Se fueron apagando cuando Romulus gritó al rinoceronte:
—¡Ven! ¡Aquí estoy!
A pesar del alboroto, el animal oyó su grito. Se dio la vuelta con más agilidad de la que lo creía capaz, alzó la cabeza y aceptó el desafío. Tenía el cuerno delantero rojo y pegajoso hasta la base. «Es la sangre de Petronius», pensó Romulus estremeciéndose de miedo. Notó la calidez de la madera en la espalda y se quedó quieto. «La mía pronto se derramará, pero a lo mejor no, si ésa es la voluntad de los dioses. De todos modos, aquí acaba todo.» Se alegraba de que el final fuera a ser rápido. Costaba vivir con tal nivel de pavor. Plantado en el suelo con los pies separados, Romulus observó al rinoceronte, que daba más indicaciones de estar a punto de embestir. Piafó la arena, aplanó las anchas orejas y resopló. Levantó y bajó la cabeza unas cuantas veces y luego fue a por él. Aceleró, alcanzando rápidamente la velocidad de un caballo al galope.
Los espectadores, que por fin tenían lo que querían, profirieron gritos y vítores. El exotismo del rinoceronte les había llamado la atención, pero los correteos resultaban aburridos. Pronto ese idiota quedaría empotrado contra la pared y entonces empezaría el verdadero espectáculo: las luchas entre gladiadores.
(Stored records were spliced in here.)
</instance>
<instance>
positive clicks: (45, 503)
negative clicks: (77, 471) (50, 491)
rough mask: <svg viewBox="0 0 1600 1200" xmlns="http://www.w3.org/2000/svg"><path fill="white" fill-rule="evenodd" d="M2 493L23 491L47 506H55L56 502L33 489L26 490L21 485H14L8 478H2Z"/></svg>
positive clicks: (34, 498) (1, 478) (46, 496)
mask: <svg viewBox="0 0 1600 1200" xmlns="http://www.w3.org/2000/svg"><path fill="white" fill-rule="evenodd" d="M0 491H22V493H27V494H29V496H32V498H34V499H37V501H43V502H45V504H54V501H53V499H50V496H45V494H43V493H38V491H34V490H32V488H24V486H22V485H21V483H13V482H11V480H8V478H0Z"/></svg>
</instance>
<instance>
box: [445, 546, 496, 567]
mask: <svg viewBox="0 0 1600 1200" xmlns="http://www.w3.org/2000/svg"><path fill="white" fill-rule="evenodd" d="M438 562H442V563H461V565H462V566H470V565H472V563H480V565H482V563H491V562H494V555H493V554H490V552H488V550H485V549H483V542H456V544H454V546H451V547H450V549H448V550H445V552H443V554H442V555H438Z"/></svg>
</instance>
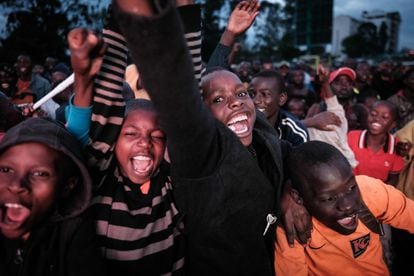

Aunque le resultaba sumamente aterrador, Romulus permaneció en el sitio. De todos modos, ¿adónde iba a huir? Por lo menos, ahora iba armado y podía lucirse antes de ser enviado al Elíseo. El corazón le palpitaba como un martinete y lo único que se le pasaba por la cabeza eran sus seres queridos. Su madre. Fabiola. Juba. Brennus. Tarquinius. Y el valiente de Petronius. Su hermana era la única que seguía con vida, pero de todos modos nunca la volvería a ver. «Quieran los dioses que Fabiola esté bien y sea feliz —pensó Romulus—. Algún día la veré, en el paraíso.» Después de esto, se preparó para el único movimiento que se le ocurría. Arrojó la lanza hacia su derecha, asegurándose de que aterrizaba en posición recta, con el extremo hacia él.